Street Triple S 660 A2 au pied du Col de la Croix Morand.

Quelques légères rides en rayures de Vulcanet, les écopes arrières poncées par l’attelage de mon sac Enduristan, si coupable il fallait trouver, j’aurais plutôt tendance à plonger mon regard dans le reflet des quelques 6.000 kilomètres affichés sur le compteur. Sans bien même me concentrer et cédant parole à ma mauvaise foi, j’arriverais à trouver mille prétextes justifiant l’avantage du temps sur mon parcours, et j’y compte bien !

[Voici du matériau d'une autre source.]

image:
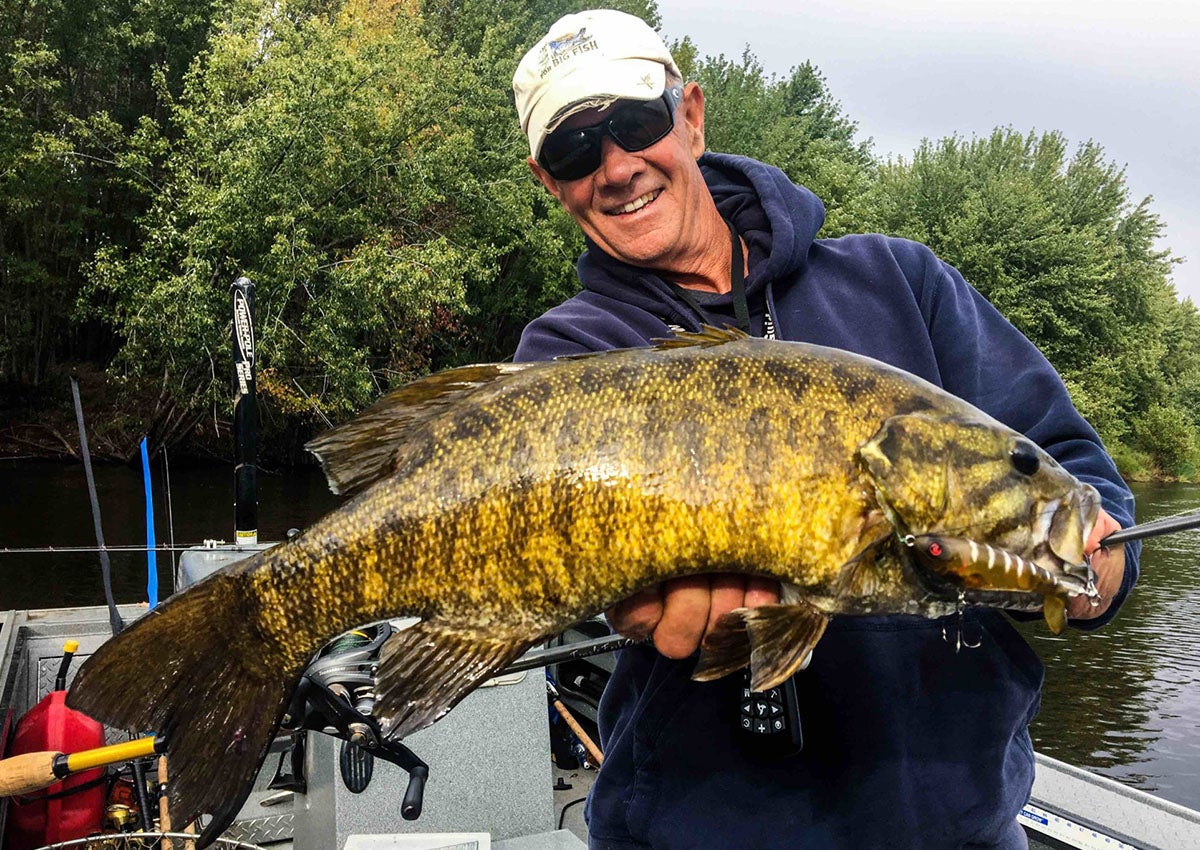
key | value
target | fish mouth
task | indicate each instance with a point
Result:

Triumph Street Triple S A2 660cc 47.5 hp 35kw sale de face avant

Les trois vérités, trèfle de mauvaise foi

Sache d’abord que j’ai adopté La Borgne à la veille du dernier week-end précédant le premier confinement, un banal soir en rentrant du taf, mais tu le sais certainement déjà si tu as lu son introduction. N’étant pas de ceux qui s’informent directement des actualités de ce monde, quoi que davantage après l’expérience de ce bourbier (merci Hugo Decrypte), la nouvelle de notre entrée en guerre ne me parvenait que ce fameux lundi, rejoignant fièrement mon bureau, intégralement équipé : « Récupère ton ordinateur, on passe tous en télétravail« . Non sans surprise, la prochaine chevauchée escomptée depuis au moins cinq bonnes minutes s’annonçait imminente. La moto à peine tiède, je profitais de ce retour à la maison pour prendre un dernier détour avant de m’engouffrer dans ces deux longs mois de confinement, introduction de cette douzaine de mois que nous continuons d’agrémenter, soumis aux mesures sanitaires liberticides paraissant plus ou moins aléatoirement calculées.

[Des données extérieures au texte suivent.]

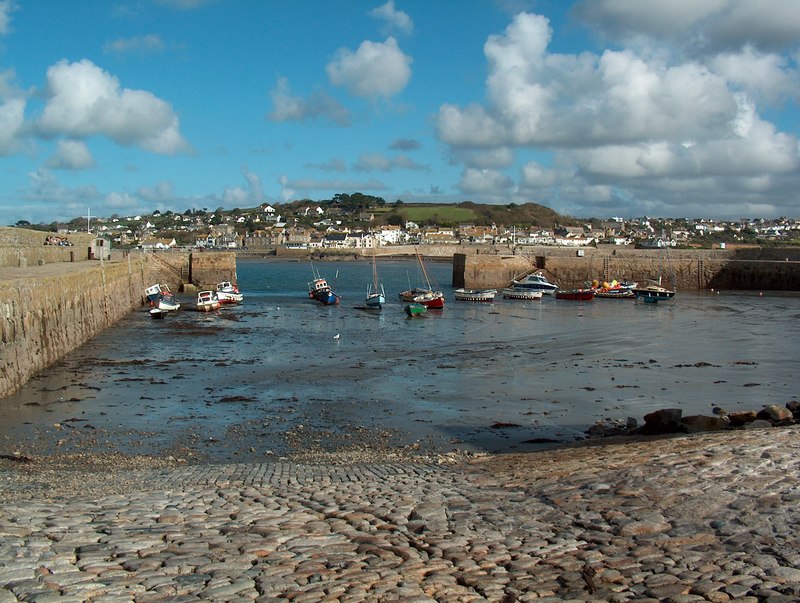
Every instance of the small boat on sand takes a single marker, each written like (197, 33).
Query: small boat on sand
(520, 293)
(207, 301)
(575, 294)
(480, 295)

Madame, quant à elle, n’arrangeait rien par son faible attrait pour la pratique de la moto, saisissant la moindre opportunité de privilégier le siège passager de mon ancienne Nissan Micra à ma selle arrière et comment lui donner tort face à cette planche vaguement camouflée ?

Enfin, puisque « jamais deux sans trois », le « malheur » d’aujourd’hui travailler à 500m de chez moi ne joue pas non plus en ma faveur. Et pour cause ! A ce train-là, j’avance honteusement vers une révision annuelle, avec 4.000 kilomètres de retard avant celle des 10.000 kilomètres, moi qui fièrement annonçait « ça passe vite 10.000 bornes, comment on peut en arriver à faire réviser sa moto tous les ans ? ». Quelle indignité…

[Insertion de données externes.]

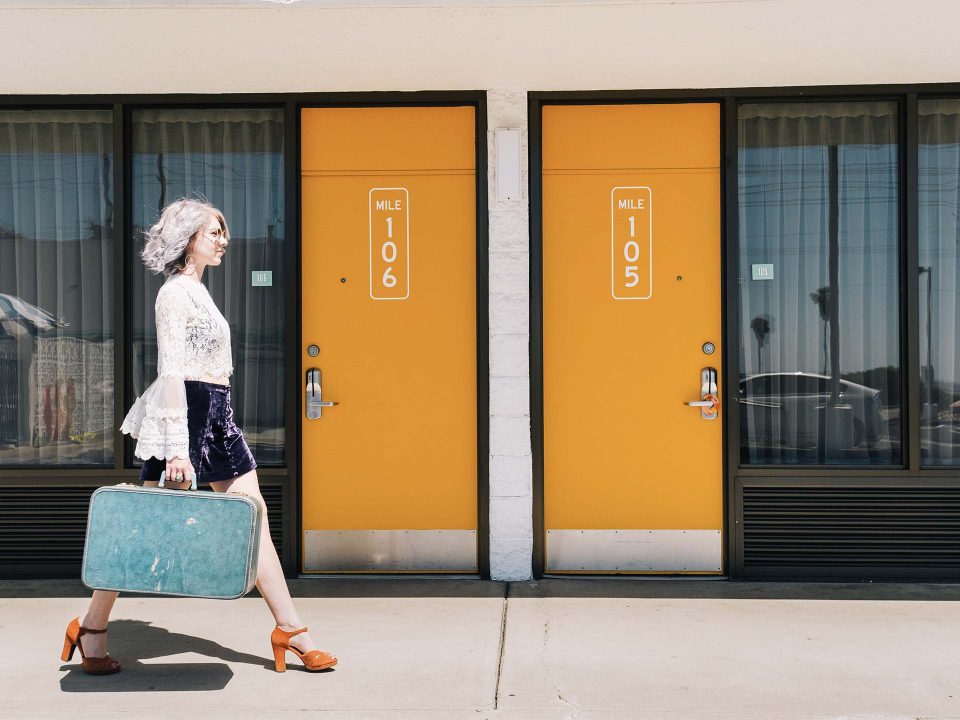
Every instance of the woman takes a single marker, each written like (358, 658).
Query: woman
(183, 422)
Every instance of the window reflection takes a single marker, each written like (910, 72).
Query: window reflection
(233, 158)
(819, 297)
(56, 287)
(939, 239)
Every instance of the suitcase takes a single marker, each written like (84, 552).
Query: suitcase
(171, 542)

Street Triple S 660 A2 au pied du Col de la Croix Morand.

C’est pas si maaaaal…

Sans vouloir spécialement honorer David Goodenough et compte tenu des circonstances, tant sur le plan national (et même planétaire) que sur le plan individuel, bah finalement 6.000 kilomètres ça fait pas si mal. Les occasions pour moi de rouler n’abondaient pas tant qu’escomptées et quand bien même se présentait l’opportunité du parfait créneau, le karma se plaisait à me barrer la route des obstacles qu’il m’invoquait. Je sens encore ces trombes d’eaux glaçantes me percer de toutes parts, les genoux scotchés au réservoir, tentant de garder la tête haute et fière de ma bécane hors de la tasse, elle qui planait dangereusement sur l’épaisse accumulation de pluie du périphérique stéphanois au retour du taf. J’imagine encore ma première virée à moto, sous cette brume épaisse qui réduisait l’univers tout entier à un néant gris, aveuglant quiconque visait à plus de deux mètres autour de lui entre Roche-Taillée et le Bessat. Je songe à tous ces autres épisodes qui m’auront poussé à piloter contre mon gré, à m’accrocher et à espérer meilleure chance au fil des lieux. Piégé par les intempéries comme par la fatigue ou le temps qui s’écoule sans cesse, au mieux j’affrontais les éléments, décidé à rejoindre la fin de ma boucle, au pire je ralliais une destination diamétralement erronée à mon logement, rebroussant honteusement mon chemin. Ceux qui connaissent l’anecdote voient certainement où je veux en venir et comme je préfère n’exclure personne, laisse moi te conter une nouvelle opportunité de te foutre de ma gueule.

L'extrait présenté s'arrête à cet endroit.